Radio Aether
Like the musicians and Beat poets he befriended, Berman preferred to operate on the margins of society, honing in on life’s darker side. In late 1963, around the time of President John F. Kennedy’s assassination and Marcel Duchamp’s influential retrospective at the Pasadena Museum of Art, he created his first collages with a Verifax machine, a forerunner of the photocopier. Built on materials appropriated from the popular press, the new work owed much to Duchamp’s revolutionary idea of the Readymade and eventually engendered Berman’s signature image: a handheld transistor radio, inlaid with found imagery and arrayed in grids ranging from four to fifty-six hands at a time.
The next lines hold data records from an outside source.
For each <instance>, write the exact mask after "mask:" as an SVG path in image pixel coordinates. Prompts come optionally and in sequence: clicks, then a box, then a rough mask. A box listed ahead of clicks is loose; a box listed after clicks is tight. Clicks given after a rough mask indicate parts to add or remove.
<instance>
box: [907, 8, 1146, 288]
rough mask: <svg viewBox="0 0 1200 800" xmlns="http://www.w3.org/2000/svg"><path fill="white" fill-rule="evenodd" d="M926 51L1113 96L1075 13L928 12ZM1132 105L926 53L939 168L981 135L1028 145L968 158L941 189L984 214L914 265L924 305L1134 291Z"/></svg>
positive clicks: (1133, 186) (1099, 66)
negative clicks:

The radio, immortalized in Jean Cocteau’s classic art film Orphée and John Cage’s seminal chance compositions of the mid-1950s, became Berman’s defining motif; a potent expression of his abiding interest in secret transmissions and in the semiotic fallout of popular culture.
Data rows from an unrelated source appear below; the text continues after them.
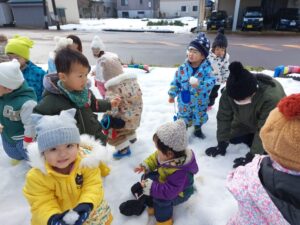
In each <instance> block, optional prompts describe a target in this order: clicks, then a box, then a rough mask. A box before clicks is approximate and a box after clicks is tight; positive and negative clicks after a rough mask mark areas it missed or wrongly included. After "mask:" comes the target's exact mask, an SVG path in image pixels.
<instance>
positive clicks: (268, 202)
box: [227, 156, 289, 225]
mask: <svg viewBox="0 0 300 225" xmlns="http://www.w3.org/2000/svg"><path fill="white" fill-rule="evenodd" d="M264 157H266V156H256V157H255V158H254V159H253V161H252V162H251V163H249V164H247V165H246V166H240V167H238V168H237V169H235V170H233V171H232V172H231V173H230V174H229V175H228V177H227V188H228V189H229V191H230V192H231V193H232V195H233V196H234V198H235V199H236V200H237V201H238V207H239V210H238V212H237V214H236V215H234V216H233V217H232V218H231V219H230V220H229V221H228V223H227V225H242V224H247V225H258V224H262V225H288V224H289V223H288V222H287V221H286V220H285V219H284V217H283V216H282V214H281V213H280V211H279V210H278V208H277V207H276V206H275V204H274V203H273V201H272V200H271V198H270V197H269V195H268V193H267V192H266V190H265V188H264V187H263V185H262V183H261V181H260V178H259V175H258V174H259V170H260V168H261V162H262V159H263V158H264Z"/></svg>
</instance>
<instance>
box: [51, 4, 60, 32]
mask: <svg viewBox="0 0 300 225" xmlns="http://www.w3.org/2000/svg"><path fill="white" fill-rule="evenodd" d="M52 8H53V13H54V18H55V20H56V27H57V30H60V26H59V18H58V15H57V11H56V4H55V0H52Z"/></svg>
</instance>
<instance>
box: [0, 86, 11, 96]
mask: <svg viewBox="0 0 300 225" xmlns="http://www.w3.org/2000/svg"><path fill="white" fill-rule="evenodd" d="M12 91H13V90H12V89H9V88H7V87H4V86H2V85H0V97H2V96H3V95H6V94H8V93H11V92H12Z"/></svg>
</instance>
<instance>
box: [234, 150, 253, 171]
mask: <svg viewBox="0 0 300 225" xmlns="http://www.w3.org/2000/svg"><path fill="white" fill-rule="evenodd" d="M253 158H254V155H253V154H252V153H250V152H248V153H247V154H246V156H245V157H240V158H236V159H235V160H234V161H233V163H234V164H233V168H237V167H238V166H244V165H246V164H247V163H249V162H251V161H252V159H253Z"/></svg>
Inside his radio frames, an encyclopedic universe of images - machines, bodies, animals, buildings, plants, nuns, athletes, astronauts, guns, esoteric symbols, intergalactic nebulae, rock stars, and celebrities, among many other things - proliferates in webs of cryptic significance. “No hope in making, assembling, binding together ornate bibles of history,” Berman’s friend, the poet David Meltzer wrote about the artist’s vast and surreal dictionary. “The clues are found everywhere: inside the sleeping poet; on the streets; beneath the sea; in levels, stratum, the years of a desert; and aurora all around the dead we bury within ourselves.” The grid was likely inspired by Berman’s love of comic strips; and by Andy Warhol’s infamous Campbell’s Soup Cans, which he had first exhibited in 1962 at the Ferus Gallery. To try and solve Berman’s visual puzzles would be missing the point. His Verifax grids, like mankind’s deepest mysteries, are best approached obliquely, presciently streaming as they do the visual flotsam of a particular time and place.